Process finished with exit code 0

Failure

waf-light clean configure build
'clean' finished successfully (0.007s)
Setting top to                           : /Users/HA9WF3CZ/Code/gss-build/standard-build 
Setting out to                           : /Users/HA9WF3CZ/Code/gss-build/standard-build/build 
Configuring with context in None
'configure' finished successfully (0.004s)
Waf: Entering directory `/Users/HA9WF3CZ/Code/gss-build/standard-build/build'
[1/4] csv-lint codelists/sector.csv-metadata.json
[2/4] csv-lint codelists/sector-type.csv-metadata.json
......................................
/workspace/codelists/sector-type.csv is VALID

(CsvLintTask) ERROR: Failed when running command "docker run --rm -v '/var/folders/0p/5mskt39n2l9_bw46x82hm6d80000gq/T/tmpbgtdwx05':/workspace -w /workspace gsscogs/csvlint csvlint -s 'codelists/sector.csv-metadata.json' "
Build failed
 -> task in 'CsvLintTask' failed with exit status 1 (run with -v to display more information)
..!.....
/workspace/codelists/sector.csv is INVALID
1. duplicate_key. Row: 3,2. dcms-sectors-exc-tourism-and-civil-society

Waf: Leaving directory `/Users/HA9WF3CZ/Code/gss-build/standard-build/build'

Process finished with exit code 1

Nothing to Build

Waf: Entering directory `/Users/HA9WF3CZ/Code/gss-build/standard-build/build'
Waf: Leaving directory `/Users/HA9WF3CZ/Code/gss-build/standard-build/build'
'build' finished successfully (0.008s)

Just Build what's changed

I made a small change in the sector.csv-metadata.json file here.

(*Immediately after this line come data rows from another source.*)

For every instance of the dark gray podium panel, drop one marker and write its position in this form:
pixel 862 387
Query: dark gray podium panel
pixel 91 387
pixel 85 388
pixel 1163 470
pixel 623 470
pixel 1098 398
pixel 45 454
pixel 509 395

Waf: Entering directory `/Users/HA9WF3CZ/Code/gss-build/standard-build/build'
[2/4] csv-lint codelists/sector.csv-metadata.json
........
/workspace/codelists/sector.csv is VALID

[3/4] csv2rdf codelists/sector.csv-metadata.json
Waf: Leaving directory `/Users/HA9WF3CZ/Code/gss-build/standard-build/build'
'build' finished successfully (7.602s)

Outstanding Issues

  • The differential build works best when we define tasks which run on a granular basis. i.e. instead of bundling all CSV2RDF transformations into one task, it works best when we generate one task for each CSV-W. This means it can easily ensure that it only runs the tasks related to input files which have changed since the last build. If we took this approach, this would mean that we would lose the performance benefits of the gss-jvm-build-tools which bundles all of those operations into one task. Is there a way that we can bundle the inputs together for the gss-jvm-build-tools performance improvements, but filter them down so that we only process the inputs which have genuinely changed?